Keep Fido and Fluffy safe from rabid skunks by taking them to a rabies vaccination clinic from 1 to 5 p.m. April 24 at the Big R in Falcon. It's at 14155 U.S. Highway 24.

Shots are only $5 each or a maximum of $20 per family, and a "brief wellness exam" is included, according to a press release from the El Paso County Health Department.

The release says the clinic was triggered by an "an unprecedented rise in rabies among skunks in El Paso County and statewide, and by the critical nature of rabies—almost always fatal once symptoms begin."

The clinic also is sponsored by the Colorado Springs Area Veterinary Society and is being staffed by vets and their workers as volunteers.

Here are the rules:

· Dogs and cats must be on leashes or in carriers.
· Bring shot records if you have them—no requirement.
· The clinic will accept cash only—please bring small bills.

In 2009, 13 rabid animals were recorded in El Paso County, including eight skunks, a fox, a horse, a mountain lion and two bats.
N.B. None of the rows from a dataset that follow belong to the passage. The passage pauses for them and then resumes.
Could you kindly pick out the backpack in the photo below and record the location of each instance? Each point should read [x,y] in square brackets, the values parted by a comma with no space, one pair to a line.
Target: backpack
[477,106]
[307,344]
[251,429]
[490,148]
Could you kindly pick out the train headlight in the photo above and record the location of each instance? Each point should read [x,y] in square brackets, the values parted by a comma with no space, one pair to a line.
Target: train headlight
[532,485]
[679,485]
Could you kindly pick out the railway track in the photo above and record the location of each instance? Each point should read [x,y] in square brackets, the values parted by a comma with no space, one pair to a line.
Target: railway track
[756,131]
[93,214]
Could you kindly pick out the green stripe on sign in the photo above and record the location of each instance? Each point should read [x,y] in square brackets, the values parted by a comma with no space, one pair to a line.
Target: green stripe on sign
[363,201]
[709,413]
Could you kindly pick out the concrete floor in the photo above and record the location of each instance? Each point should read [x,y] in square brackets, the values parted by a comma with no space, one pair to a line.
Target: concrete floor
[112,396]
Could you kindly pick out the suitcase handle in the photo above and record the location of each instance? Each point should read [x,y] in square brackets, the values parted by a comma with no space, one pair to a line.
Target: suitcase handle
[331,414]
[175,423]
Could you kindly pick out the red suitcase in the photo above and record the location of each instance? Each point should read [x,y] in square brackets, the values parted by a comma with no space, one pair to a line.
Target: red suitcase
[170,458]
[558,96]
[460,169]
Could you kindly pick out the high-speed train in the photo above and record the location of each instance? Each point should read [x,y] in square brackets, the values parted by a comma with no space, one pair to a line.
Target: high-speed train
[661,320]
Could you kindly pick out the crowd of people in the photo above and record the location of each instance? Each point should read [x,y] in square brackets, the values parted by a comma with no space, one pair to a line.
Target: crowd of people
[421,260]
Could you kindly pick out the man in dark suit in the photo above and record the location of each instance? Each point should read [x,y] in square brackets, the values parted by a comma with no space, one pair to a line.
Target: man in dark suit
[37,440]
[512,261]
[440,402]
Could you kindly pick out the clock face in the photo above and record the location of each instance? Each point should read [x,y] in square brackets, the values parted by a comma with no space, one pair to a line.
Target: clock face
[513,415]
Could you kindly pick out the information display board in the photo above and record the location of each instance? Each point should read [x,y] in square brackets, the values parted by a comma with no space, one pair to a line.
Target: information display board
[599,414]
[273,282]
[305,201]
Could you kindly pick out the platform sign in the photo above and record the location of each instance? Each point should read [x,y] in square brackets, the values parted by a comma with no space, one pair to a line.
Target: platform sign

Already in 2010, El Paso County has recorded three rabid skunks; the 25 rabid animals statewide so far in 2010 include skunks and a cat, the release says.

The rabid skunks and other animals in El Paso County have been found mostly in northern and eastern areas, but some rabid animals have been found within Colorado Springs city limits, and the Health Department cautions the public that the threat is present anywhere in the county.

“Our goal of the one-day clinic is to raise awareness about the importance of rabies vaccination in pets and livestock,” Dr. Cor VanderWel, D.V.M., president of the Colorado Springs Area Veterinary Society, says in the release. “Rabies vaccinations must be given regularly, every year or every three years, depending on the vaccine used and should be administered by a licensed veterinarian.”

The Health Department offers these prevention steps:

· Ensure that dogs, cats and ferrets are vaccinated properly against rabies by a licensed veterinarian. Also, discuss vaccinating equines and other livestock with your veterinarian.
· Don’t feed wild animals or allow your pets around them. Teach children to stay away from wild mammals. Do not keep pet food outside as that may attract wild animals.
· Protect all pets, particularly animals too young to be vaccinated, from contact with wild animals. Puppies and kittens can be vaccinated for rabies as early as 4 months old.
· Contact your veterinarian if your dog or cat is bitten or scratched by wild animals, such as skunks, bats, foxes or raccoons.
· If you or a family member has been bitten by a wild animal or a domestic animal unknown to you, contact your physician and the Humane Society of the Pikes Peak Region without delay.
· If you see a skunk during daylight hours that is acting abnormally, such as stumbling or acting overly aggressive, make sure you keep children and pets away from the animal and call the Division of Wildlife to report the location.
· To remove a dead skunk on your property, do not touch the animal. Remove the carcass with a shovel or other tool, and double bag it for the trash.
· Take steps to bat proof your home.